Many people come to therapy because their relationships are suffering. And so they are. It can be a mum who has depression that prevents her from being a partner she wants to be. A dad whose means of expressing anger and frustration has built walls between him and his children. Or a young lad who has gone addicted to alcohol or drugs, causing him to be alienated from his friends and family.
Therapy comes in many forms and has been proven effective in helping people deal with varying relationship problems. It can lead to remarkable benefits that are experienced not only by the person who suffers but also the people close to them.
So what, in particular, are the amazing things therapy can do to your relationship? Check these out:
First, it makes you feel better. Mental illnesses such as depression and anxiety take away one’s natural optimism, energy and ability to communicate with others. It kills someone’s enthusiasm, motivation, sex drive, and even the will to do simple things such as one’s daily routines. Therapy provides a great venue for the treatment of these mental illnesses, allowing a person to feel substantially better and able to function more effectively.

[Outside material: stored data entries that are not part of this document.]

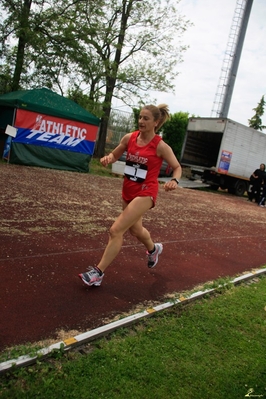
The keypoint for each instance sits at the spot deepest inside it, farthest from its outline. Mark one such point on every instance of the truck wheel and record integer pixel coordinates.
(240, 188)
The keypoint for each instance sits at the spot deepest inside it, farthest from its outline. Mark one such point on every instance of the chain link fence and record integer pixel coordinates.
(120, 123)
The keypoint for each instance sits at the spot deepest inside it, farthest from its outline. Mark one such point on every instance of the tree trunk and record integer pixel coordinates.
(22, 42)
(99, 151)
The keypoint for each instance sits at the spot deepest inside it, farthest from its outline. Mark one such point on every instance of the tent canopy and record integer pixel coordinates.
(47, 102)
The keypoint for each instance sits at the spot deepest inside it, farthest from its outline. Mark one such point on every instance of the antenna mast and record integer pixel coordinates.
(231, 60)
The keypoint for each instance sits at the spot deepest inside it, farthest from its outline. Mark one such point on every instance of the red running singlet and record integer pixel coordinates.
(142, 169)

Better sleep. Many people fail to acknowledge the importance of sleep in their everyday life as well as in their relationships. Research shows that lack of sleep makes someone cranky and impatient which are absolutely not good for our relationships. Treating it through therapy like CBT promotes better sleep which leads to a calmer mind, less stress, and better mood - the ingredients to a healthy and happy relationship.
Reduced anxiety. When we are overwhelmed with anxiety, we are not our best selves. So it isn’t really surprising to know that anxiety can take a huge toll in our relationships. For instance, generalised anxiety disorder often leads to tension and irritability, causing conflicts between partners. Therapy allows a person to understand the root cause of their anxiety, what triggers it, and how to handle it. The relief that follows from a successful treatment extends greater harmony in one’s relationship.
Greater presence. Sometimes, people complain of their partners not being there for them or not understanding or feeling them. Presence has such a valuable role in any kind of relationship and is the foundation of a deeper connection. Whether its anxiety, distractions, or inability to communicate and express, bringing our full attention to someone may not be easy for most situations. If you are having difficult practising mindfulness in your personal and social relationships, undergoing mindfulness-based therapies can greatly help. It has been shown in multiple studies to elevate one’s ability to attend to the person we’re with.
Healthier lifestyle. With a healthy body comes a healthy mind. Many relationships suffer because a person is addicted to alcohol or drugs, or are consumed by negative habits. Certain therapies are designed to specifically target thoughts and behaviours that make people want to stick to unhealthy habits. They also give greater chances of recovering from addiction.